Corina Schäfer, 45 ans, assistante médicale et future kinésithérapeute, vit à Oerlingen (ZH) avec son mari Olaf, 50 ans, technicien en chauffage, et leurs enfants Mia, 15 ans, et Nils, 13 ans.
Depuis que nos enfants sont adolescents, notre quotidien de parents a changé . Nous devons continuer à fixer des limites à nos enfants, même à cet âge . Mais pour moi, faire preuve d'autorité ne signifie pas pour autant agir de manière autoritaire ou répressive.
Il s'agit de trouver le juste équilibre : qu'est-ce que nos ados sont déjà capables de faire seuls, sur quoi veulent-ils et doivent-ils décider eux-mêmes – et dans quels domaines ont-ils encore besoin de nous, leurs parents ? Ce n'est pas toujours facile, surtout à l'adolescence. Les émotions jouent un rôle prépondérant , le cerveau n'est pas encore complètement développé, sans compter toutes les fluctuations hormonales. C'est là qu'ils ont besoin de notre accompagnement.

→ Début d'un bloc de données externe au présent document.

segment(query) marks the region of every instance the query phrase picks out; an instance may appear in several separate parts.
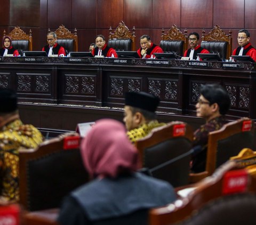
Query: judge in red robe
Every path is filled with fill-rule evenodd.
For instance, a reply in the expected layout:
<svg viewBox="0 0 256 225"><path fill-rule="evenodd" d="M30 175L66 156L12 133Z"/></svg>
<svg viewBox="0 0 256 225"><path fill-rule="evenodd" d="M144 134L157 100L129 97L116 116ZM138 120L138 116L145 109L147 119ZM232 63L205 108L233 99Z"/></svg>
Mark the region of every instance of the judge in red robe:
<svg viewBox="0 0 256 225"><path fill-rule="evenodd" d="M256 49L249 42L250 32L245 29L238 31L237 41L239 46L233 51L233 55L249 55L256 61Z"/></svg>
<svg viewBox="0 0 256 225"><path fill-rule="evenodd" d="M0 56L12 54L13 56L18 56L19 54L18 51L12 46L12 39L9 36L4 36L3 38L3 48L0 49Z"/></svg>
<svg viewBox="0 0 256 225"><path fill-rule="evenodd" d="M49 32L47 34L48 45L43 47L42 51L46 52L48 56L51 55L58 55L58 56L66 55L65 49L57 43L57 36L55 32Z"/></svg>
<svg viewBox="0 0 256 225"><path fill-rule="evenodd" d="M193 32L188 35L188 43L190 48L186 50L185 57L189 57L190 60L196 60L198 53L210 53L208 50L203 48L198 44L199 36L196 32Z"/></svg>
<svg viewBox="0 0 256 225"><path fill-rule="evenodd" d="M110 48L107 45L105 37L103 35L98 35L96 37L95 43L97 47L93 48L92 52L93 56L103 55L104 57L117 58L116 51L113 48Z"/></svg>
<svg viewBox="0 0 256 225"><path fill-rule="evenodd" d="M137 53L141 59L150 59L151 55L155 58L154 53L163 53L163 49L151 41L150 37L148 35L142 35L140 37L140 46L138 49Z"/></svg>

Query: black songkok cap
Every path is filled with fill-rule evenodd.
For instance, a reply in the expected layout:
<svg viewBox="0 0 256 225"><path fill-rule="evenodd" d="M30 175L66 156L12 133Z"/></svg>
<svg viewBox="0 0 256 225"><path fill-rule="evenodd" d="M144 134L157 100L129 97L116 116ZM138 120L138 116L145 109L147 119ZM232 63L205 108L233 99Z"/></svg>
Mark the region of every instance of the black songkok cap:
<svg viewBox="0 0 256 225"><path fill-rule="evenodd" d="M11 89L0 88L0 113L7 113L18 109L17 95Z"/></svg>
<svg viewBox="0 0 256 225"><path fill-rule="evenodd" d="M125 105L155 112L160 99L146 92L126 92Z"/></svg>

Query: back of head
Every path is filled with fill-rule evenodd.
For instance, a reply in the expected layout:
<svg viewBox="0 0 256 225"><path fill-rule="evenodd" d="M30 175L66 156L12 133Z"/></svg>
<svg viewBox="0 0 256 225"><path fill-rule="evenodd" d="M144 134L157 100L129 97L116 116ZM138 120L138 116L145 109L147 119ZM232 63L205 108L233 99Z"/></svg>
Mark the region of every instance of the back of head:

Les médias constituent un sujet important chez nous . Ils représentent aujourd'hui un défi majeur pour les jeunes. Tout se passe désormais en ligne, tant à l'école que pendant les loisirs. Le téléphone portable est donc omniprésent.
Nous avons pour règle que les téléphones portables ne restent pas dans la chambre la nuit, mais qu'ils doivent être remis à partir de 22 heures. Sinon, le risque est trop grand qu'ils restent allumés longtemps sur différentes plateformes sans que personne ne s'en aperçoive. Il est important pour nous que l'esprit puisse aussi se reposer de temps en temps. En même temps, nous savons que le monde numérique fait tout simplement partie de notre quotidien aujourd'hui et que nous ne pouvons pas changer cela fondamentalement. Avec Nils, notre fils de 13 ans, cela fonctionne plutôt bien, mais avec Mia, c'est plus difficile à faire respecter en raison de son âge. Nous devons donc accepter qu'elle ne trouve pas toujours cela très bien.
Des limites claires en matière de sorties
Un autre exemple concerne la gestion des sorties. Nous sommes en principe ouverts : le week-end, Mia a le droit de sortir ; elle a également un petit ami depuis quelque temps et peut en principe passer la nuit chez lui. En même temps, nous avons fixé des limites claires.
Les enfants doivent savoir qu'ils peuvent venir nous voir, même si quelque chose ne s'est pas bien passé.
En semaine, elle ne passe pas la nuit dehors, et nous avons également convenu d'horaires auxquels elle doit être rentrée à la maison ou, au plus tard, chez lui. Bien sûr, nous ne pouvons pas toujours contrôler cela, et ce n'est d'ailleurs pas ce que nous voulons. La confiance mutuelle est importante pour nous. Les enfants doivent savoir qu'ils peuvent venir nous voir, même si quelque chose a mal tourné. Notre position est la suivante : nous avons nous-mêmes été jeunes et nous avons voulu tester les limites. Nos adolescents ont besoin de faire leurs propres expériences, mais ils ont aussi besoin de parents qui leur fournissent un cadre.
Olaf et moi discutons beaucoup et nous prenons délibérément le temps de le faire. Il est très important pour nous, en tant que parents, d'être sur la même longueur d'onde. Lorsque nos points de vue divergent, nous en parlons et trouvons un terrain d'entente, que nous défendons ensuite ensemble.
Lors de ces discussions, nous repensons à notre propre éducation et nous nous demandons : qu'est-ce qui nous a plu, et qu'est-ce qui ne nous a pas plu ? Ensuite, nous décidons de ce qui convient à notre situation familiale actuelle. Ce que font les autres n'a pas vraiment d'importance : l'essentiel, c'est que cela nous convienne.